We chatted with Weaver to learn more about her thoughts on the Black Lives Matter movement and how she is working to make a difference out in the community.
Understanding Black rage… “People should take more classes like Interpreting Black Rage. It opened me up so much to what’s going on in our community—things like mental illness, education, what it means to be a Black woman or a Black man. One thing that really struck me is that we were never meant to be successful in these systems because they weren’t built with us in mind.”
If it bleeds it leads… “There are so many ways you can make a difference—whether it be protesting on the streets, handing out food and water to protesters or even breaking the law. This country glorifies violence in general and the media picks up on things like looting and structure fires, so sometimes that’s the only way Black people get attention. When George Floyd died, it took an entire police precinct to burn down for people to finally get it.”
Overhauling the system… “Racism is systematic and it is everywhere. We’re tired of reform; things don’t need to be reformed. They have to be dismantled and rebuilt because these systems are not meant to serve everyone. That’s the truth, especially for law enforcement, which is rooted in slavery and needs to start over.”
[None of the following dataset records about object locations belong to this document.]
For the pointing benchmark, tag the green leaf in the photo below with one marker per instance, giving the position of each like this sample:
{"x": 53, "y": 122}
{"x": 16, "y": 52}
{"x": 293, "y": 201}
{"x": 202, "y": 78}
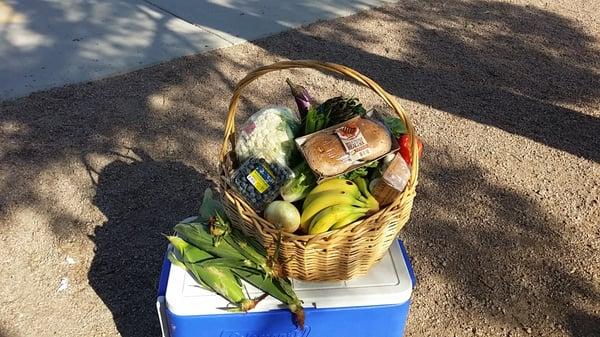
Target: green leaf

Being Black in America… “To be Black in America, you have to be in a constant state of paranoia. You have to think two steps ahead. If you move somewhere to get a better job, you have to really consider your safety in that area. As a Black woman, you also have to think about whether someone could do your hair the right way because it’s not ‘professional’ to wear their natural hair.”
Paving a new way… “There’s also a disconnect with older and younger generations of Black people. Older people have been taught that it’s not ‘professional’ to be Black. Now it’s time to change those standards and make them not just accommodating but accepting. It’s not to say they didn’t pave the way for younger generations, but we’re walking on that pavement and turning into another direction.”
Changing the systems… “There’s a lot of talk about defunding the police, but that will be difficult because it would cause a ripple effect. I do believe that more money should be poured into mental health services to help get so many lives in order. That’s what I’d like to see come from this movement. We need to change these systems so these racist people can no longer be in charge. Through this movement I want to see a shift in mindset.”
A story of inspiration… “I draw a lot of inspiration from Cyntoia Brown, who was a victim of sex trafficking. When she was arrested for shooting a man who was soliciting sex, the jury saw her as an out-of-control Black teenager. She went to jail for many years before she was granted clemency, and her story is truly amazing. While in prison—a system that is meant to break Black people down—she built herself up by earning a degree and later becoming an advocate against sex trafficking. Her story shows that no matter what we go through, we will be alright.”